Once the bulk of the material has been removed, clean up and prepare the joints for new material. This entails chipping away any mortar remaining after cutting, brushing or rinsing out loose debris — the use of pressurized air to clean out debris is no longer recommended because of dust — and then performing any other special requirements a job may have.

Next, reapply material to the prepared joints. This process can be performed several ways, and much of this is based on the repair material chosen for the project. Matching the color of existing material is also important for a consistent finish.

In many cases, manufacturers recommended that the contractor first dampen the area where material is to be applied, then follow with several thin layers of mortar. Some repair materials can be applied at full depth. These materials can be applied manually or you can use "caulk guns" or other mechanical devices to inject the material into the joint. Whichever method is used, the mortar must be packed tightly into the joints. Any air gaps within the joint can trap water and cause failures under the stress of freeze-thaw cycles. Before the mortar fully sets, a final tooling will be performed to create a smooth, concave look. With a final cleaning after the mortar has cured, the job is complete.

Tuckpointing is a critical component of maintenance and repair for masonry and brick structures. Throughout the history of this industry, improvements in technology have allowed for better equipment and methods. Today's contractors have specialized tools such as dry cutting, shrouded saws that can provide improved environmental and worker protection, as well as higher productivity and efficiency.

Whirling Wheels

A tuckpointing grinder uses a wheel to remove material from the mortar joint. According to Ed Pchola, product manager for grinders at Robert Bosch Tool Corp., Chicago, Ill., their tuckpointing grinders, including the newly released 1775E model, use a diamond wheel. The wheel is 1/4-inch thick, more than the usual five-inch diamond saw blade, and coated with abrasive diamonds on the segments. The wheel can be adjusted for depths from 1/2- to 3/4-inch — which are common tuckpointing depths — up to 1 1/4-inches for serious cleaning.
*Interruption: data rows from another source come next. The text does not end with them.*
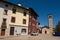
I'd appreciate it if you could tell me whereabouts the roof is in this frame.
[29,8,38,16]
[0,0,28,10]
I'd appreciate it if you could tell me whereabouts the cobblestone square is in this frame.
[0,34,60,40]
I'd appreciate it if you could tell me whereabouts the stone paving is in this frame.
[0,34,60,40]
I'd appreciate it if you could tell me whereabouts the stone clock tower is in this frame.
[48,14,53,33]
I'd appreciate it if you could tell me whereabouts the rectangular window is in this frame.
[5,4,8,7]
[11,17,15,23]
[4,10,8,15]
[23,19,26,24]
[3,18,6,25]
[24,12,26,16]
[12,9,16,14]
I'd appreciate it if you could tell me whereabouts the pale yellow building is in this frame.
[0,1,29,36]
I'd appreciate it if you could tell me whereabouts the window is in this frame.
[23,19,26,24]
[11,17,15,23]
[5,4,8,7]
[24,12,26,16]
[1,18,7,28]
[12,9,16,14]
[4,10,8,15]
[2,18,6,25]
[21,29,26,33]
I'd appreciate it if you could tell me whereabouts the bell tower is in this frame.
[48,14,53,33]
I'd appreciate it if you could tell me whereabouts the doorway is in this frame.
[10,27,14,35]
[1,29,5,36]
[45,31,47,34]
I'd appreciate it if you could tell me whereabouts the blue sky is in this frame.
[4,0,60,26]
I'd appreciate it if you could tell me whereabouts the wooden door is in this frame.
[1,29,5,36]
[10,27,14,35]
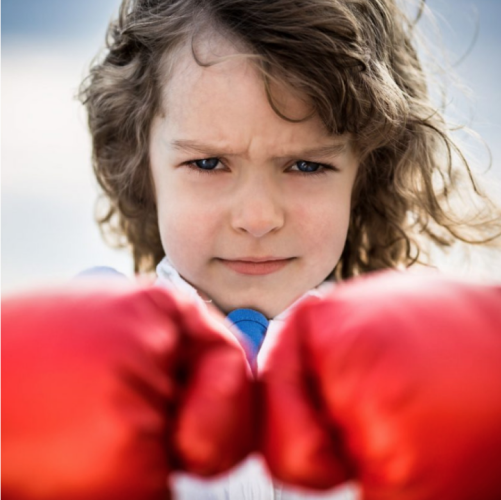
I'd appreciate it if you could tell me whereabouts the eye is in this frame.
[291,160,338,176]
[296,160,322,172]
[190,158,219,170]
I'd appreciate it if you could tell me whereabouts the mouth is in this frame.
[220,257,294,276]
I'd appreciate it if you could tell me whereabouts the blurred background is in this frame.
[0,0,501,295]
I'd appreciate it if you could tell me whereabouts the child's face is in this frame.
[150,36,358,317]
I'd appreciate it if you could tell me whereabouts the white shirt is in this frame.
[156,257,360,500]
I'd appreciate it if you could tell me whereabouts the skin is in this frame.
[150,37,358,318]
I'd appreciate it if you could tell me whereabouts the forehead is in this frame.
[154,33,342,155]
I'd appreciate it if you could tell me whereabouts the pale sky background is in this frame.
[0,0,501,295]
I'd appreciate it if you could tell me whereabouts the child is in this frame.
[78,0,500,499]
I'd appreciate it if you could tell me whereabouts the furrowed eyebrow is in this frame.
[171,139,348,161]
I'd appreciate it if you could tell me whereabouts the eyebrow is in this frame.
[170,139,348,161]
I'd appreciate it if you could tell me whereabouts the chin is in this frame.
[214,297,294,319]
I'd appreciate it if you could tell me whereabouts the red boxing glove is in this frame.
[261,273,501,500]
[0,283,254,500]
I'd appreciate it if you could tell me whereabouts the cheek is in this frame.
[158,185,216,267]
[295,192,350,258]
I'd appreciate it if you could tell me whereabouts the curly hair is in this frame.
[80,0,500,279]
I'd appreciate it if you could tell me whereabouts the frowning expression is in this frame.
[150,36,358,318]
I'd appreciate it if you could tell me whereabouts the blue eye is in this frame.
[193,158,219,170]
[296,160,323,173]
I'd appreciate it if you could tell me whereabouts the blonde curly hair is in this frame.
[80,0,500,279]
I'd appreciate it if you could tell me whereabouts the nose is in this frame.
[231,175,285,238]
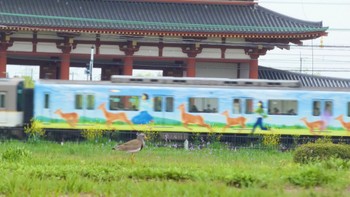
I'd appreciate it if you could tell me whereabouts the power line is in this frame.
[258,0,350,6]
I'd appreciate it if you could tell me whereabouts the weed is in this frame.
[262,134,281,148]
[1,147,32,161]
[288,165,335,188]
[226,173,260,188]
[81,127,106,143]
[24,118,45,142]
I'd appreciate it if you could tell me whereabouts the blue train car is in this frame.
[34,76,350,136]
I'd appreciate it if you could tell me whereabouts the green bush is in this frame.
[293,142,350,164]
[288,165,335,188]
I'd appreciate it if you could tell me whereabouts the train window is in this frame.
[312,101,321,116]
[109,96,140,111]
[188,98,218,113]
[86,94,95,110]
[245,98,254,114]
[75,94,83,109]
[153,96,163,112]
[232,99,241,114]
[0,92,5,108]
[324,101,333,116]
[44,93,50,109]
[165,97,174,112]
[268,100,298,115]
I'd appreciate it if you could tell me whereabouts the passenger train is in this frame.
[0,76,350,136]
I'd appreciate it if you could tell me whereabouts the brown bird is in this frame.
[112,133,147,163]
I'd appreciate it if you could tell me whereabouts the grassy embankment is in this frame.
[0,141,350,196]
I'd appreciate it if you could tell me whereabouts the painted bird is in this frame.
[112,133,147,163]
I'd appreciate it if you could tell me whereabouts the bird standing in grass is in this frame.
[113,133,147,163]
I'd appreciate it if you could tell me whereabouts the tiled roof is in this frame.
[258,66,350,88]
[0,0,327,38]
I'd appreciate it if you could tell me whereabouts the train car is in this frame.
[34,76,350,136]
[0,78,24,128]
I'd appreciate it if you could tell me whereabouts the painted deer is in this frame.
[178,104,213,131]
[221,110,247,131]
[55,109,79,127]
[335,114,350,131]
[98,103,133,128]
[300,117,326,133]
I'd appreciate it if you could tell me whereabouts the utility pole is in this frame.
[89,46,94,81]
[300,52,303,73]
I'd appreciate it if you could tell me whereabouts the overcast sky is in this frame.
[8,0,350,80]
[258,0,350,79]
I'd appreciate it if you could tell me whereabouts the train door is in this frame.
[312,99,333,118]
[231,97,254,116]
[74,93,96,120]
[41,92,52,123]
[0,92,8,125]
[153,95,174,124]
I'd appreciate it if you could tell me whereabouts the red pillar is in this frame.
[249,58,259,79]
[123,55,134,75]
[60,52,70,80]
[186,57,196,77]
[0,49,7,78]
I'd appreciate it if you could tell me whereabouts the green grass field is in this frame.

The operator is protected by a two-sided guard or shield, an important consideration as, according to Pchola, tuckpointers tend to use the grinder inverted, which would cause the normally uncovered wheel to throw debris. The shield has an acrylic "view window" that allows the operator to see the joint as he or she works the job.

Bosch has made grinders for years, of course, but the new line is specifically designed for tuckpointing, incorporating the aforementioned features with easy wheel access for exchanging elements, a multi-position head for ease of use, and protected motor windings and switches to prolong tool life. It also has a vacuum attachment that, according to Pchola, provides dust removal at a rate of 95 percent or more. That means the tool meets Underwriter's Laboratory (UL) and OSHA's requirements for a clean, safe work area.

Weighing a little over five and a half pounds with an 11,000 RPM motor, the 1775E tuckpointing grinder should make completing tuckpointing less stressful and more worker-friendly, whether the job site is near the top of a high-rise or the bottom of a residential chimney.

Bill Glynn is National Product Manager for Sawtec, based in Houston, Texas. He has been involved with development and testing of dust reduction tools for many facets of concrete and masonry restoration.